Critical Vulnerabilities in Joomla and LiteSpeed Lead to Active Exploitation, Urging Immediate Updates

Summary

Security experts report that vulnerabilities in Joomla's Content Editor (JCE) and the LiteSpeed cPanel plugin have been exploited by threat actors to execute arbitrary code and escalate privileges on affected systems. The JCE vulnerability, identified as CVE-2026-48907, allows unauthenticated attackers to upload editor profiles leading to PHP code execution. All versions of JCE Pro before 2.9.99.5 are vulnerable. LiteSpeed's plugin is compromised by a symlink handling flaw (CVE-2026-54420), enabling privilege elevation on shared hosting servers. Both vulnerabilities have been added to the Known Exploited Vulnerabilities catalog by CISA, urging immediate patching.

What Happened

The Joomla Content Editor (JCE) vulnerability permits unauthenticated attackers to upload arbitrary files, leading to PHP code execution. This flaw affects all JCE Pro versions prior to 2.9.99.5 and was patched in version 2.9.99.6 released on June 6. Meanwhile, LiteSpeed's cPanel plugin is susceptible to a symlink vulnerability (CVE-2026-54420) that allows users with FTP or web shell access to escalate their privileges to root level. This defect impacts all versions before 2.4.8, which was patched on June 1.

Exploitation Status

Both vulnerabilities are actively exploited in the wild. The JCE flaw has been used for automated attacks, as confirmed by Joomla's warning that even sites without public registration are at risk. LiteSpeed users have also reported exploitation of their plugin vulnerability since May. CISA has added these issues to its Known Exploited Vulnerabilities catalog, highlighting the urgency for federal agencies and other organizations to patch them.

Indicators of Compromise

Joomla has provided indicators of compromise (IoCs) to assist administrators in identifying potential breaches on their sites. However, updating software alone will not remove any malicious files or code left by attackers. Site admins must conduct thorough investigations to ensure complete remediation.
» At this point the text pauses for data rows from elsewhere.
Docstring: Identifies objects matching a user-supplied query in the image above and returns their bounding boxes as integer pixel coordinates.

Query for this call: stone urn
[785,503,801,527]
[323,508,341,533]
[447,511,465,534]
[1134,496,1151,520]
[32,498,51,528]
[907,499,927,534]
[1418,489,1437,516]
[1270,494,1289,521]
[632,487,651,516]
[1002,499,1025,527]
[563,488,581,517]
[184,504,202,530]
Affected Products and Fixed Versions

• Joomla Content Editor (JCE): Vulnerable versions are all JCE Pro releases before 2.9.99.5. The issue was addressed in version 2.9.99.6.
• LiteSpeed cPanel Plugin: All versions prior to 2.4.8 are affected by the symlink vulnerability.

Detection Opportunities

For Joomla, admins should monitor for unauthorized uploads of editor profiles and unexpected PHP file executions. LiteSpeed users can use the command provided by maintainers to check if their servers have been compromised due to improper symlink handling.

Why This Matters for Defenders

The exploitation of these vulnerabilities underscores the critical need for timely updates and vigilant monitoring. Automated attacks leveraging known exploits pose significant risks, especially when they allow attackers to execute arbitrary code or escalate privileges on affected systems. Organizations must prioritize patching and forensic triage to mitigate potential damage.

Defender Guidance

1. Update Immediately: Deploy the latest versions of Joomla's JCE (2.9.99.6) and LiteSpeed's cPanel plugin (2.4.8).
2. Monitor for IoCs: Use Joomla's provided indicators to identify any signs of compromise.
3. Conduct Forensic Analysis: Even after patching, thoroughly investigate systems for residual malicious activity.
4. Adhere to CISA Guidelines: Follow the directives outlined in BOD 26-04 for prioritizing security updates and conducting forensics triage.

What Remains Unclear

Details on the specific methods used by attackers to exploit these vulnerabilities are not fully disclosed, leaving some uncertainty about potential additional attack vectors. Further information may emerge as more organizations report incidents related to these flaws.